Lindsey Roeder said that the early years of the marriage were good and that Scott Roeder worked in an envelope factory. She said he moved out of their home after he became involved with the Freemen movement, an antigovernment group that discouraged the paying of taxes. The Roeders have one son, now 22. "When he moved out in 1994, I thought he was over the edge with that stuff," his ex-wife said. "He started falling apart."

More recently, someone using the name Scott Roeder had posted comments about Tiller on antiabortion Web sites, including one that referred to the doctor as the "concentration camp Mengele of our day" - a reference to the Nazi doctor who performed ghastly medical experiments on Jews and others at Auschwitz. The posting said Tiller "needs to be stopped before he and those who protect him bring judgment upon our nation."
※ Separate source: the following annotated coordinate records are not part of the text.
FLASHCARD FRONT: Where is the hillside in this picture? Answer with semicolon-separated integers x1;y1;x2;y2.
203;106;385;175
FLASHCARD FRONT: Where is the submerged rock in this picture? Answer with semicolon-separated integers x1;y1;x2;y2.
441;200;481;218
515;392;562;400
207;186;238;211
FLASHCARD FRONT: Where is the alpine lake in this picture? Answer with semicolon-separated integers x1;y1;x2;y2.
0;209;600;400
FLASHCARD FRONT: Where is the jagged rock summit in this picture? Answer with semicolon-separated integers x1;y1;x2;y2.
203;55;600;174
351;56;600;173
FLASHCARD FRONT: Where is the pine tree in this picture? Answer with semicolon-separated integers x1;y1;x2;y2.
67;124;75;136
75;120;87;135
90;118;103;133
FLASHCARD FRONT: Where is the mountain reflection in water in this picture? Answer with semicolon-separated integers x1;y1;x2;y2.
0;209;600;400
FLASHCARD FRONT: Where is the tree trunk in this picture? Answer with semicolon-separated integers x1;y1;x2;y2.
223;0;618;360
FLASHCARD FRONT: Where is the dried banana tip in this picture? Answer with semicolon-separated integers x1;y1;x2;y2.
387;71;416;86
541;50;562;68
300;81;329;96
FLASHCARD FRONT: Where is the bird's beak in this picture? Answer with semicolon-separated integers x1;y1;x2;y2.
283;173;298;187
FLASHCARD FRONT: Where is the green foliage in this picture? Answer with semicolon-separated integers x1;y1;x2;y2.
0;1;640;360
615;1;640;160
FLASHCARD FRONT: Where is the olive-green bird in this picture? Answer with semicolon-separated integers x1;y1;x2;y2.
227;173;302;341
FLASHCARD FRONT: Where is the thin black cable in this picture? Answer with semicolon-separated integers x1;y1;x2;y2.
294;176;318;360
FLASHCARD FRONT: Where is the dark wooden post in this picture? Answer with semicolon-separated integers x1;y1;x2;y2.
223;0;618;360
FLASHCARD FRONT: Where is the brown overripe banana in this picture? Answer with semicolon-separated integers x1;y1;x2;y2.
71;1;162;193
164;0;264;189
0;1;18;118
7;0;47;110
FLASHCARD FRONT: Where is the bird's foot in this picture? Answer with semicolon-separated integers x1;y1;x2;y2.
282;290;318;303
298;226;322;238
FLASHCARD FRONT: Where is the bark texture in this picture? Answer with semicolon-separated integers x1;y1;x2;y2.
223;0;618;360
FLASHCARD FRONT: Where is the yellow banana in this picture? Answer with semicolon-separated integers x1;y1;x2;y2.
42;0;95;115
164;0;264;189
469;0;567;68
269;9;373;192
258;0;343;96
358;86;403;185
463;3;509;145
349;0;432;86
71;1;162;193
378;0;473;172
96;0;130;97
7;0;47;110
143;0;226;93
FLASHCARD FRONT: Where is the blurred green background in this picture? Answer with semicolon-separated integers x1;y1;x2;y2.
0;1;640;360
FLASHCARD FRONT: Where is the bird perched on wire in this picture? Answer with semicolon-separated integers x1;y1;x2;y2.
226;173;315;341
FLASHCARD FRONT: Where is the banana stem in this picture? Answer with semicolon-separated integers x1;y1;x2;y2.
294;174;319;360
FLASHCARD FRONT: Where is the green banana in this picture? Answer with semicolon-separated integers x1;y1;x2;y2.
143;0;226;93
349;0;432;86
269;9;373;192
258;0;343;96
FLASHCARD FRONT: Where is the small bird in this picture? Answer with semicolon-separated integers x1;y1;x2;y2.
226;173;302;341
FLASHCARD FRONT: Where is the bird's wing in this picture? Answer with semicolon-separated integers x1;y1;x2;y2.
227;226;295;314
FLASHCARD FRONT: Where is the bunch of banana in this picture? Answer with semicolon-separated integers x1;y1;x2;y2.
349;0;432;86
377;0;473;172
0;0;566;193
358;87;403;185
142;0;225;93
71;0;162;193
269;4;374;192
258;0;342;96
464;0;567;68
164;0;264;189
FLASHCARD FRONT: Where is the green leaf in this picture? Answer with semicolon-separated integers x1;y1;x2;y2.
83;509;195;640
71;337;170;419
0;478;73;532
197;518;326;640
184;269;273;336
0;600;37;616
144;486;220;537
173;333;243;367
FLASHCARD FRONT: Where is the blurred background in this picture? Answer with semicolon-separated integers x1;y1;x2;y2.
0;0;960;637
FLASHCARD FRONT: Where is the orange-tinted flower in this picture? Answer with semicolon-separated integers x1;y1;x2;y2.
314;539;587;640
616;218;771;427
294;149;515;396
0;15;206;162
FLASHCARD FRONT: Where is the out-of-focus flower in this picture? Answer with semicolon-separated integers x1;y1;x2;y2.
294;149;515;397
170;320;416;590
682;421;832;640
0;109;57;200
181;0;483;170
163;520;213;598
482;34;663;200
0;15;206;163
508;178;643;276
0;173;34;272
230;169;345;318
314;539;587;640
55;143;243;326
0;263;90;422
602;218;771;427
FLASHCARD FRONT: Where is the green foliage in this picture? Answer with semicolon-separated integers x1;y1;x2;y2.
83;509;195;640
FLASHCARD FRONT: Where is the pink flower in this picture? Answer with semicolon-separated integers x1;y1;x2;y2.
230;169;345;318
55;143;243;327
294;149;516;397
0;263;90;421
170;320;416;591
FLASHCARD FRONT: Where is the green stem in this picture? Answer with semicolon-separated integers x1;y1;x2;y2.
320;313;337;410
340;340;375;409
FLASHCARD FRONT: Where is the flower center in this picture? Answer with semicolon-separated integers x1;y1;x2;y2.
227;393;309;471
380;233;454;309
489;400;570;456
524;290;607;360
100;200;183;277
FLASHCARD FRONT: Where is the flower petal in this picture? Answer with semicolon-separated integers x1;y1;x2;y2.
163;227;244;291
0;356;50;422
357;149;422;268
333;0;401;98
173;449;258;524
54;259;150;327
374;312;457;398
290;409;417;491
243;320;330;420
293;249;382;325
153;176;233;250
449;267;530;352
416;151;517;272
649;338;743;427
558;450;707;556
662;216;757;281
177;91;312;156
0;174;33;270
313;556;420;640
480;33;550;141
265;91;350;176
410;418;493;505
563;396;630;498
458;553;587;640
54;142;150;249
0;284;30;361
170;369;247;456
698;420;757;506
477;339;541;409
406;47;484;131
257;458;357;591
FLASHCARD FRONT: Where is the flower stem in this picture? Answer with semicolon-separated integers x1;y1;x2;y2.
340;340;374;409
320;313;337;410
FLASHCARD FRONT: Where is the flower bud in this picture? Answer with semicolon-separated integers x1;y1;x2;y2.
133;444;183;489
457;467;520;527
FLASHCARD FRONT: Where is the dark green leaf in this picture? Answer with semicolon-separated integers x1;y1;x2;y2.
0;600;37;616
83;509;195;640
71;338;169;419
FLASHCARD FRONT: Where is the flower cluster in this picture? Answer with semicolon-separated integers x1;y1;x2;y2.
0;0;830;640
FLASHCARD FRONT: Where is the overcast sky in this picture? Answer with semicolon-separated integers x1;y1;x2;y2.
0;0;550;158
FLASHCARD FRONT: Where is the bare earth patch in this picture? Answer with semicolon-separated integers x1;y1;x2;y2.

In another posting, on an Operation Rescue Web site, Roeder suggested a visit to Tiller's church to "have much more of a presence and possibly ask questions of the Pastor, Deacons, Elders and members while there."

As more details of Roeder's life emerged yesterday, the antiabortion movement found itself on the defensive, with prominent leaders delicately distancing themselves from the accused killer while positioning their stand against abortion as one shared by a majority of Americans.

Already reeling from the failure to dominate last year's election and worried their cause won't be at the center of the hearings on President Obama's first Supreme Court nominee, antiabortion leaders feared that backlash from Tiller's murder could temporarily silence the abortion debate.

"In the immediate future, it makes it difficult to even speak about an issue we've been speaking about for 365 days a year," said Mary Kay Culp, executive director of Kansans for Life.

Kansans for Life and Operation Rescue, which is also based in Kansas, said Roeder did not belong or donate to either group.

Operation Rescue condemned the killing as vigilantism and "a cowardly act." But its founder, Randall Terry, stressed that the antiabortion movement should not tone down its rhetoric. He said that the gunman was wrong to kill Tiller, 67, but that abortion opponents bear no responsibility for the action.

Tiller was "a mass murderer and horrifically, he reaped what he sowed," Terry told the National Press Club in Washington.